Das Gebiet um die alte Inka-Hochburg Machu-Picchu und die Stadt Cuzco hat gewiss all das zu bieten, was man sich von einem Aufenthalt in Peru verspricht. Das Inka-Kernland ist reich an alten Kultstätten, mysthischen Treks entlang der Anden als auch nennenswerten Barock-Bauten aus der spanischen Kolonialzeit.

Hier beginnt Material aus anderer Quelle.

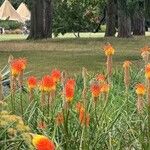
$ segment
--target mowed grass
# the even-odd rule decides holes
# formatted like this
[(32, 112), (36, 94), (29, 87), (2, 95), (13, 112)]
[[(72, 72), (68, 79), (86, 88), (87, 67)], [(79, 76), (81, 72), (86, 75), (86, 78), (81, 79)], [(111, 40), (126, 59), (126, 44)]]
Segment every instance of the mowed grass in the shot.
[(8, 57), (12, 54), (14, 57), (27, 58), (27, 70), (37, 76), (49, 73), (52, 68), (66, 70), (72, 74), (81, 72), (84, 66), (90, 72), (99, 72), (106, 62), (102, 49), (106, 42), (110, 42), (116, 49), (114, 67), (120, 67), (124, 60), (131, 60), (140, 65), (140, 48), (148, 45), (149, 41), (150, 36), (130, 39), (56, 38), (39, 41), (7, 38), (6, 41), (0, 42), (0, 68), (7, 64)]

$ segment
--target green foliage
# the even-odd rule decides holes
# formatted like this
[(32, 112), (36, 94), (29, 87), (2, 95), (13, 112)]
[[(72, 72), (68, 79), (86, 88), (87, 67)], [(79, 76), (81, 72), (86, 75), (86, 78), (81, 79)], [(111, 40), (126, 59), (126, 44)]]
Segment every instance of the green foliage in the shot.
[(144, 0), (128, 0), (127, 4), (131, 16), (137, 11), (144, 13)]
[(10, 20), (0, 20), (0, 27), (3, 27), (6, 30), (15, 30), (20, 29), (22, 26), (22, 23), (19, 23), (17, 21), (10, 21)]
[(145, 0), (146, 18), (150, 21), (150, 0)]
[[(79, 147), (87, 150), (129, 149), (134, 147), (138, 150), (147, 149), (149, 143), (147, 139), (147, 109), (145, 107), (143, 114), (138, 114), (136, 110), (137, 97), (135, 95), (135, 85), (144, 82), (144, 72), (133, 67), (130, 88), (126, 93), (123, 83), (123, 70), (114, 70), (108, 102), (101, 96), (96, 105), (93, 102), (89, 86), (93, 77), (93, 74), (88, 76), (88, 88), (86, 90), (86, 111), (90, 113), (89, 127), (80, 124), (76, 111), (76, 103), (82, 100), (83, 79), (81, 76), (75, 76), (75, 97), (69, 105), (68, 121), (64, 125), (57, 126), (55, 122), (57, 113), (63, 110), (60, 83), (57, 86), (56, 98), (51, 103), (50, 111), (48, 111), (48, 105), (44, 106), (44, 110), (42, 109), (39, 90), (34, 93), (34, 101), (29, 101), (28, 94), (23, 93), (25, 124), (29, 125), (32, 132), (49, 136), (60, 150), (79, 149)], [(20, 115), (21, 100), (19, 92), (15, 94), (14, 99), (16, 102), (15, 113)], [(7, 102), (10, 106), (10, 99)], [(65, 112), (64, 115), (66, 115)], [(45, 128), (38, 126), (41, 120), (46, 123)]]
[(80, 0), (54, 1), (53, 32), (92, 32), (98, 24), (98, 3)]
[[(4, 105), (4, 103), (3, 103)], [(0, 105), (1, 108), (3, 107)], [(30, 149), (30, 128), (21, 117), (0, 111), (0, 149)]]

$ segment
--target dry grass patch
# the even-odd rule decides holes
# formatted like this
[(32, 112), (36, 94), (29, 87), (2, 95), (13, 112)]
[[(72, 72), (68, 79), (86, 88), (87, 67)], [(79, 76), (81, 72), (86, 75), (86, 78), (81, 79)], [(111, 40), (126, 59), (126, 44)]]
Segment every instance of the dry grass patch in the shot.
[(52, 68), (80, 72), (85, 66), (89, 71), (99, 71), (105, 63), (102, 46), (110, 42), (116, 49), (114, 64), (118, 66), (126, 59), (140, 64), (139, 49), (147, 45), (150, 37), (131, 39), (118, 38), (79, 38), (52, 39), (39, 41), (3, 41), (0, 43), (0, 67), (7, 63), (10, 54), (26, 57), (28, 69), (34, 74), (48, 73)]

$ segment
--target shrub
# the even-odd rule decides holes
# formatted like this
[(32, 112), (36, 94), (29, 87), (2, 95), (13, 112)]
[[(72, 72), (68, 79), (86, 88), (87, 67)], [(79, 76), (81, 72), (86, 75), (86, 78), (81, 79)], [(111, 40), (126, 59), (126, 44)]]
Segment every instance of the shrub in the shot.
[(10, 21), (10, 20), (1, 20), (0, 27), (3, 27), (5, 30), (15, 30), (21, 28), (22, 23), (17, 21)]

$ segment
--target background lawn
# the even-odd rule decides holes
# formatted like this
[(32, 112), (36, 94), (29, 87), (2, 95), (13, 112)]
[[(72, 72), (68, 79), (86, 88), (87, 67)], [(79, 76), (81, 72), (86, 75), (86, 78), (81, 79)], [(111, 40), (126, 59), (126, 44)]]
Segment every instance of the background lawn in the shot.
[[(85, 36), (85, 35), (84, 35)], [(150, 36), (119, 38), (56, 38), (52, 40), (26, 41), (25, 37), (15, 35), (0, 36), (0, 68), (6, 63), (10, 54), (28, 59), (27, 69), (31, 74), (41, 76), (52, 68), (79, 73), (84, 66), (91, 72), (98, 72), (105, 65), (102, 50), (106, 42), (116, 49), (115, 67), (121, 66), (126, 59), (141, 64), (140, 48), (149, 44)], [(20, 40), (16, 40), (16, 39)], [(7, 39), (7, 40), (5, 40)]]

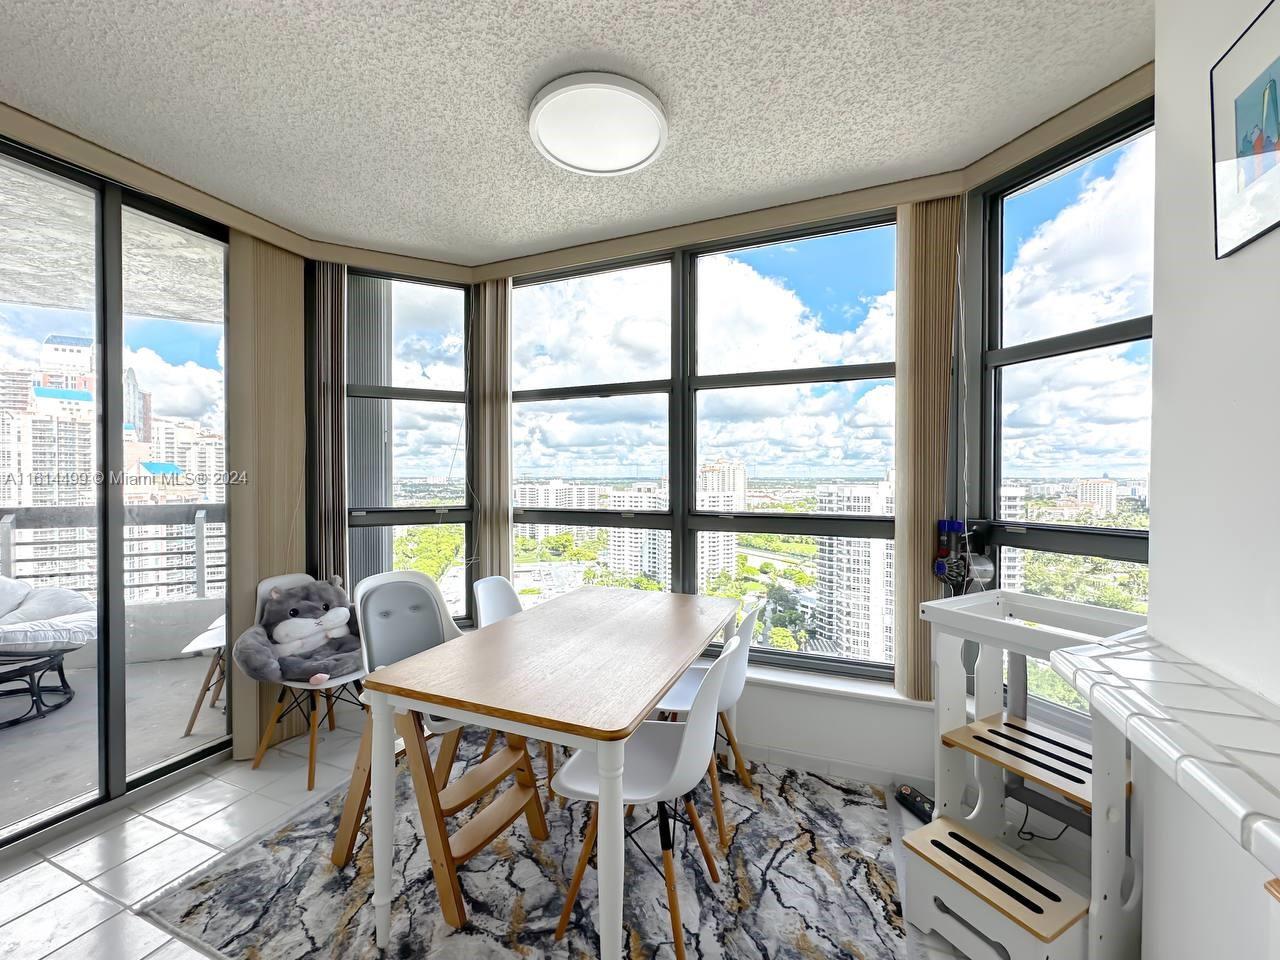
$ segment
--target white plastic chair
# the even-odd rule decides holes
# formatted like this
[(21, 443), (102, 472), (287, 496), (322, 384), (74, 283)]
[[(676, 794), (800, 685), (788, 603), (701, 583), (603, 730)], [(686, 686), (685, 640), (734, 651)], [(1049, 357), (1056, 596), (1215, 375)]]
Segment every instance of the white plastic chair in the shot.
[[(253, 622), (262, 623), (262, 609), (266, 606), (267, 598), (271, 596), (272, 590), (287, 590), (290, 587), (314, 583), (315, 579), (315, 577), (306, 573), (282, 573), (277, 577), (267, 577), (267, 579), (258, 584), (257, 606), (254, 611)], [(282, 681), (280, 695), (276, 697), (276, 705), (271, 711), (271, 719), (262, 731), (262, 740), (258, 743), (258, 752), (253, 757), (253, 769), (257, 770), (262, 763), (262, 758), (267, 755), (267, 748), (271, 746), (271, 735), (275, 730), (276, 724), (283, 722), (284, 718), (294, 710), (299, 710), (307, 715), (308, 726), (311, 728), (310, 743), (307, 748), (307, 789), (314, 790), (316, 787), (316, 740), (320, 732), (320, 696), (321, 694), (324, 695), (329, 729), (330, 731), (336, 730), (338, 723), (333, 716), (334, 704), (336, 702), (346, 702), (361, 706), (359, 699), (357, 699), (362, 692), (360, 681), (365, 678), (367, 673), (368, 670), (366, 669), (355, 670), (340, 677), (330, 677), (321, 683), (308, 683), (305, 680)], [(348, 684), (351, 685), (354, 692), (347, 689)], [(285, 704), (286, 699), (290, 700), (287, 706)]]
[[(751, 653), (751, 635), (755, 632), (756, 620), (759, 618), (760, 610), (763, 606), (764, 604), (762, 603), (756, 604), (755, 607), (747, 611), (742, 618), (742, 622), (738, 624), (736, 636), (741, 642), (735, 649), (733, 659), (729, 662), (728, 669), (725, 671), (724, 683), (720, 687), (720, 702), (716, 707), (719, 723), (724, 728), (724, 737), (733, 753), (733, 762), (738, 772), (738, 781), (747, 789), (751, 789), (751, 774), (747, 771), (747, 764), (742, 759), (742, 751), (738, 749), (738, 738), (734, 735), (733, 725), (729, 722), (729, 711), (737, 705), (738, 700), (742, 697), (742, 691), (747, 685), (747, 658)], [(702, 677), (709, 669), (705, 665), (695, 664), (686, 670), (684, 676), (677, 680), (675, 686), (668, 690), (666, 696), (659, 701), (656, 707), (659, 716), (687, 713), (693, 706), (693, 698), (698, 691), (699, 684), (702, 683)], [(711, 780), (711, 802), (715, 811), (716, 832), (720, 837), (720, 845), (728, 847), (729, 830), (725, 824), (724, 804), (720, 800), (720, 773), (716, 768), (714, 753), (711, 757), (711, 764), (707, 768), (707, 776)]]
[(477, 580), (471, 590), (476, 598), (476, 626), (487, 627), (524, 610), (516, 588), (506, 577), (485, 577)]
[[(440, 588), (416, 570), (390, 570), (365, 577), (356, 584), (353, 603), (364, 645), (364, 666), (370, 673), (462, 636), (444, 606)], [(423, 727), (438, 737), (463, 726), (456, 720), (423, 715)], [(441, 743), (436, 767), (441, 782), (453, 766), (457, 746), (456, 736)]]
[[(646, 720), (627, 740), (627, 762), (622, 770), (622, 802), (656, 802), (658, 805), (662, 869), (671, 899), (671, 931), (675, 938), (676, 957), (680, 960), (684, 957), (684, 935), (680, 927), (680, 901), (676, 895), (675, 857), (672, 854), (674, 843), (671, 836), (671, 820), (678, 815), (669, 807), (674, 806), (677, 801), (683, 803), (688, 824), (693, 827), (698, 846), (702, 849), (707, 873), (713, 883), (719, 883), (720, 875), (711, 855), (711, 847), (702, 831), (698, 811), (693, 805), (693, 790), (706, 774), (707, 765), (711, 763), (716, 742), (716, 707), (720, 690), (741, 643), (740, 637), (731, 637), (716, 662), (703, 671), (683, 723)], [(578, 898), (587, 860), (595, 846), (600, 800), (597, 769), (595, 754), (579, 750), (560, 768), (555, 777), (555, 790), (561, 796), (597, 804), (592, 811), (591, 821), (587, 824), (582, 854), (573, 872), (573, 882), (569, 885), (564, 910), (560, 914), (560, 924), (556, 927), (557, 940), (564, 936), (569, 926), (569, 917)]]
[[(477, 580), (471, 590), (476, 598), (476, 626), (478, 627), (487, 627), (491, 623), (514, 617), (517, 613), (524, 611), (524, 605), (520, 603), (516, 588), (506, 577), (484, 577)], [(480, 754), (481, 760), (489, 756), (497, 743), (497, 738), (496, 731), (489, 732), (489, 739), (484, 744), (484, 752)], [(550, 803), (555, 799), (555, 793), (551, 789), (551, 778), (556, 773), (556, 745), (550, 741), (544, 741), (542, 755), (547, 765), (547, 802)], [(563, 799), (560, 805), (564, 805)]]

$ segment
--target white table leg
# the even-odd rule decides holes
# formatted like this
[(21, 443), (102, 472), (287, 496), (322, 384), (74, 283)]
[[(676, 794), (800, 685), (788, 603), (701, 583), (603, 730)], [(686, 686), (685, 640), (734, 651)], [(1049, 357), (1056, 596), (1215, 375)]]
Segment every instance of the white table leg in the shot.
[(373, 912), (377, 944), (391, 938), (391, 867), (395, 848), (396, 736), (392, 708), (385, 694), (366, 691), (373, 712), (373, 770), (369, 783), (373, 833)]
[[(596, 877), (600, 884), (600, 958), (622, 958), (622, 758), (625, 740), (600, 743), (600, 824), (596, 836)], [(376, 834), (375, 834), (376, 836)]]

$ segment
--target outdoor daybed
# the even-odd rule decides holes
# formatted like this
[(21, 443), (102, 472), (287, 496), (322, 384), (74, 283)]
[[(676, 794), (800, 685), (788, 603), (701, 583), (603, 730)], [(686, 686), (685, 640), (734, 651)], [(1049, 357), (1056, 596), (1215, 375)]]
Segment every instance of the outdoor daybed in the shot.
[[(0, 728), (43, 717), (75, 696), (62, 658), (98, 634), (98, 608), (82, 593), (32, 587), (0, 577), (0, 698), (27, 697), (27, 709), (0, 720)], [(57, 685), (45, 685), (49, 671)], [(52, 698), (52, 699), (50, 699)]]

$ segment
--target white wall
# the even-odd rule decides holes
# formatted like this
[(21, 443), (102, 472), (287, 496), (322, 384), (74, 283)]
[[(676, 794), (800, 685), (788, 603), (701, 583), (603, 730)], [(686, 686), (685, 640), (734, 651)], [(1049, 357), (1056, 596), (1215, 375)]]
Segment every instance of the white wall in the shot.
[(1209, 68), (1265, 5), (1156, 2), (1150, 625), (1280, 701), (1280, 231), (1214, 259), (1209, 140)]
[[(1280, 701), (1280, 232), (1214, 259), (1209, 70), (1265, 0), (1156, 0), (1152, 634)], [(1277, 51), (1280, 53), (1280, 51)], [(1142, 953), (1257, 957), (1261, 865), (1173, 783), (1135, 763)]]

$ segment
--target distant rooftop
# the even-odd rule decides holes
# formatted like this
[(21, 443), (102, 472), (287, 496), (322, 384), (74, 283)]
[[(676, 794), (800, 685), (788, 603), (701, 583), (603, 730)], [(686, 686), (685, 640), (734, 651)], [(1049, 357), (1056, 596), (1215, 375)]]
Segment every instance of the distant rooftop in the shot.
[(70, 337), (65, 333), (51, 333), (44, 338), (45, 343), (51, 343), (57, 347), (92, 347), (93, 340), (89, 337)]
[(47, 400), (78, 400), (83, 403), (93, 401), (93, 394), (88, 390), (63, 390), (61, 387), (32, 387), (37, 397)]

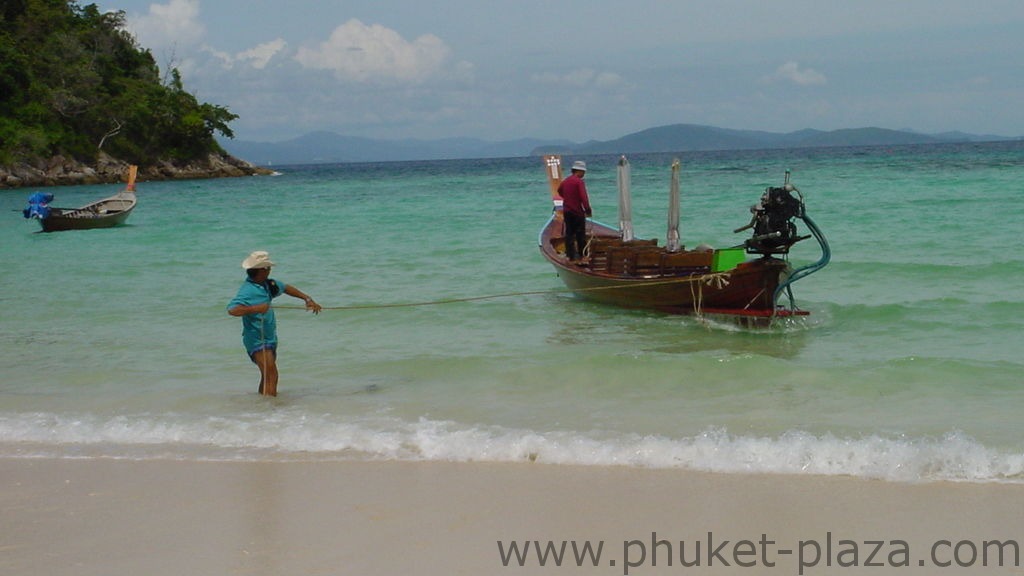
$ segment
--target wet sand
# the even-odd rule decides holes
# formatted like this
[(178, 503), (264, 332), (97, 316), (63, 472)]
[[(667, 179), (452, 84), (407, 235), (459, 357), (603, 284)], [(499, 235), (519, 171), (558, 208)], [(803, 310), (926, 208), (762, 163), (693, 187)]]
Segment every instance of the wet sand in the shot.
[[(5, 575), (1019, 574), (1024, 542), (1005, 484), (106, 459), (0, 459), (0, 478)], [(534, 541), (565, 541), (562, 565)]]

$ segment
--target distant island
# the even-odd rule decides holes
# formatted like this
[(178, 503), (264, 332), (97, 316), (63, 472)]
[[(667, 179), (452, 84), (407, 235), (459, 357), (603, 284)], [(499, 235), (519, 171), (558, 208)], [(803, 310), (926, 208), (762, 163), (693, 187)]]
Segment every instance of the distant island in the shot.
[(829, 146), (897, 146), (1021, 139), (1021, 137), (1011, 138), (963, 132), (922, 134), (909, 130), (887, 130), (884, 128), (800, 130), (775, 133), (731, 130), (698, 124), (672, 124), (641, 130), (615, 140), (584, 143), (536, 138), (501, 142), (473, 138), (378, 140), (343, 136), (333, 132), (312, 132), (282, 142), (232, 141), (222, 144), (235, 156), (246, 158), (257, 165), (272, 166), (459, 158), (514, 158), (545, 153), (635, 154)]
[[(0, 188), (268, 174), (268, 166), (547, 152), (628, 154), (1020, 140), (882, 128), (773, 133), (697, 124), (609, 141), (523, 138), (379, 140), (313, 132), (283, 142), (234, 141), (226, 107), (199, 102), (179, 71), (161, 75), (125, 30), (125, 13), (68, 0), (0, 2)], [(218, 140), (216, 135), (222, 140)], [(245, 158), (246, 160), (240, 160)]]

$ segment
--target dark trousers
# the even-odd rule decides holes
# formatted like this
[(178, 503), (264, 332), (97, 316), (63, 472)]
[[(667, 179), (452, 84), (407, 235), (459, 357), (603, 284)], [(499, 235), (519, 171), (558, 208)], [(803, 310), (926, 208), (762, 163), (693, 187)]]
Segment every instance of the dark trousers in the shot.
[(583, 257), (587, 245), (587, 217), (583, 214), (565, 212), (565, 255), (569, 260)]

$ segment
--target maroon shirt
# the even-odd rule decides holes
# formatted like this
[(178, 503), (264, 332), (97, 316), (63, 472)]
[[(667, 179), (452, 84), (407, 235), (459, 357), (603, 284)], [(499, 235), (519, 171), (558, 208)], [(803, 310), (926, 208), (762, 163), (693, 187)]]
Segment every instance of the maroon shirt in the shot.
[(587, 185), (583, 179), (573, 174), (562, 180), (558, 185), (558, 195), (562, 197), (562, 211), (580, 216), (589, 216), (590, 198), (587, 196)]

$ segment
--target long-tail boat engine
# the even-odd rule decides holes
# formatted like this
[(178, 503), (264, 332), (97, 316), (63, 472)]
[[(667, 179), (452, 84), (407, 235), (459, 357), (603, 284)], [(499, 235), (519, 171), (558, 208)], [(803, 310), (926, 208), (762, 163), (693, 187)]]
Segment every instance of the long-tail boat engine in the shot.
[[(796, 197), (793, 193), (796, 193)], [(811, 220), (804, 208), (804, 196), (800, 190), (789, 183), (789, 170), (786, 170), (786, 179), (782, 186), (766, 188), (761, 195), (761, 201), (750, 207), (753, 217), (750, 223), (734, 232), (742, 232), (749, 228), (754, 229), (754, 235), (748, 238), (742, 246), (748, 254), (761, 254), (765, 258), (773, 254), (789, 254), (789, 248), (801, 240), (814, 237), (821, 247), (821, 258), (817, 262), (802, 266), (786, 275), (785, 280), (775, 288), (772, 296), (773, 302), (778, 302), (783, 292), (789, 294), (789, 309), (796, 310), (796, 302), (793, 300), (793, 291), (790, 286), (793, 282), (821, 270), (832, 258), (832, 250), (828, 246), (828, 240), (821, 233), (818, 225)], [(803, 220), (810, 234), (798, 236), (795, 219)], [(739, 246), (737, 246), (738, 248)], [(787, 256), (788, 259), (788, 256)]]
[(736, 230), (754, 229), (754, 235), (743, 244), (749, 254), (788, 254), (790, 246), (810, 238), (797, 235), (793, 219), (803, 217), (804, 203), (802, 198), (793, 197), (796, 188), (789, 183), (788, 173), (786, 176), (783, 186), (765, 189), (760, 202), (750, 207), (750, 223)]

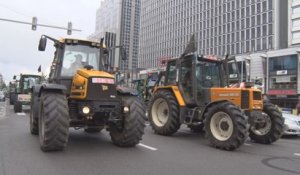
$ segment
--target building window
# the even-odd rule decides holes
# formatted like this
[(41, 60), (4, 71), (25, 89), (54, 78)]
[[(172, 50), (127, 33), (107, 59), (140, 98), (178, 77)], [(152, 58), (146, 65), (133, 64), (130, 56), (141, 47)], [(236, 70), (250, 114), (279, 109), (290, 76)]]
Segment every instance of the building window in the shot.
[(267, 35), (267, 25), (264, 25), (262, 27), (262, 30), (263, 30), (263, 36), (266, 36)]
[(247, 28), (250, 27), (250, 18), (246, 18), (246, 27), (247, 27)]
[(260, 25), (260, 15), (256, 16), (256, 20), (257, 20), (257, 25)]
[(300, 7), (295, 7), (293, 8), (293, 14), (297, 14), (297, 13), (300, 13)]
[(251, 14), (255, 15), (255, 5), (251, 5)]
[(300, 32), (294, 32), (293, 39), (300, 39)]
[(262, 46), (263, 46), (263, 50), (267, 50), (267, 38), (263, 38), (262, 39)]
[(271, 23), (273, 21), (273, 13), (269, 12), (268, 17), (269, 17), (269, 23)]
[(287, 55), (281, 57), (273, 57), (269, 60), (269, 70), (296, 70), (297, 69), (297, 55)]
[(300, 26), (300, 19), (293, 20), (293, 27), (299, 27)]
[(254, 27), (255, 26), (255, 16), (251, 17), (251, 26)]
[(251, 38), (255, 38), (255, 28), (251, 29)]
[(273, 9), (273, 0), (268, 0), (268, 4), (269, 4), (269, 10)]
[(272, 49), (273, 48), (273, 37), (269, 37), (268, 38), (268, 49)]
[(273, 34), (273, 25), (272, 24), (269, 24), (269, 35), (272, 35)]
[(262, 3), (262, 8), (263, 8), (263, 11), (264, 11), (264, 12), (267, 11), (267, 1), (264, 1), (264, 2)]
[(260, 38), (256, 39), (256, 50), (259, 51), (261, 50), (261, 42), (260, 42)]

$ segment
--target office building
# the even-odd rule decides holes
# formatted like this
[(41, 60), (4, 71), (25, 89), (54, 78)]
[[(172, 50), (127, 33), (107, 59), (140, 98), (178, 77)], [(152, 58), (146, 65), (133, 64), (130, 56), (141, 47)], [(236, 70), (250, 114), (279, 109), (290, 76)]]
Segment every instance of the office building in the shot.
[(140, 0), (103, 0), (96, 13), (95, 32), (89, 39), (111, 36), (105, 42), (122, 46), (127, 56), (126, 61), (121, 61), (120, 49), (114, 49), (114, 67), (133, 72), (137, 69), (139, 27)]

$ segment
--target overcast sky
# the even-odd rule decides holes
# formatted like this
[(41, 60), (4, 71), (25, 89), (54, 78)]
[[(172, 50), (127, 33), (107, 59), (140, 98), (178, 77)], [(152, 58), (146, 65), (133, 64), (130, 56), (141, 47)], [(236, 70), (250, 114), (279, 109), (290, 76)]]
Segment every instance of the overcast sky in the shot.
[(0, 21), (0, 73), (6, 83), (14, 74), (37, 73), (39, 65), (42, 70), (52, 62), (53, 43), (47, 42), (45, 52), (39, 52), (38, 42), (42, 34), (59, 37), (86, 39), (95, 30), (96, 10), (101, 0), (3, 0), (0, 1), (0, 18), (31, 22), (32, 17), (38, 23), (67, 27), (70, 21), (73, 28), (82, 32), (73, 32), (37, 27), (31, 25)]

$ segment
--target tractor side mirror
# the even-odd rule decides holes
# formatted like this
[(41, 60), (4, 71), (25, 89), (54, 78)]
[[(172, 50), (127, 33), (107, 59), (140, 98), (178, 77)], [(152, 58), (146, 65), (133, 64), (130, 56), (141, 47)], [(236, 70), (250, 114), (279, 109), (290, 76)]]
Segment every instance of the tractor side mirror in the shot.
[(13, 79), (16, 80), (16, 79), (17, 79), (17, 76), (14, 75), (14, 76), (13, 76)]
[(47, 45), (47, 38), (42, 36), (39, 43), (39, 51), (45, 51)]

200 Jahre lang war Cuzco die Heimstätte der Inka. Nach den Schriften von Garcilaso de la Vega, dem Sohn einer Inka-Prinzessin und eines spanischen Konquistadoren (16. Jh.) herrschten vom 12. bis zum 15. Jh. dreizehn Inka-Könige über das Tal. Die Ruinen Quenko, Salapunco, Tambomachay oder Puca Pucara, an einer Straße Richtung Pisac gelegen, veranschaulichen in entferntem Maße das architektonische Geschick des Sonnenvolkes. Die runden Terassen von Moray oder die Salinas de Maras zeigen das bereits bestehende Interesse in die Wissenschaft sowie das Können der Inka, den gegebenen Naturraum für die Landwirtschaft zu nutzen. Die in Granit geschlagenen Schutzwälle von Sacsayhuaman hingegen bezeugen eine ausgeklügelete militärarchitktur. Das Valle Sagrado bietet moosüberwucherte Steinterassen, schneebedeckte Gipfel und den wild dahin fließenden Urubamba.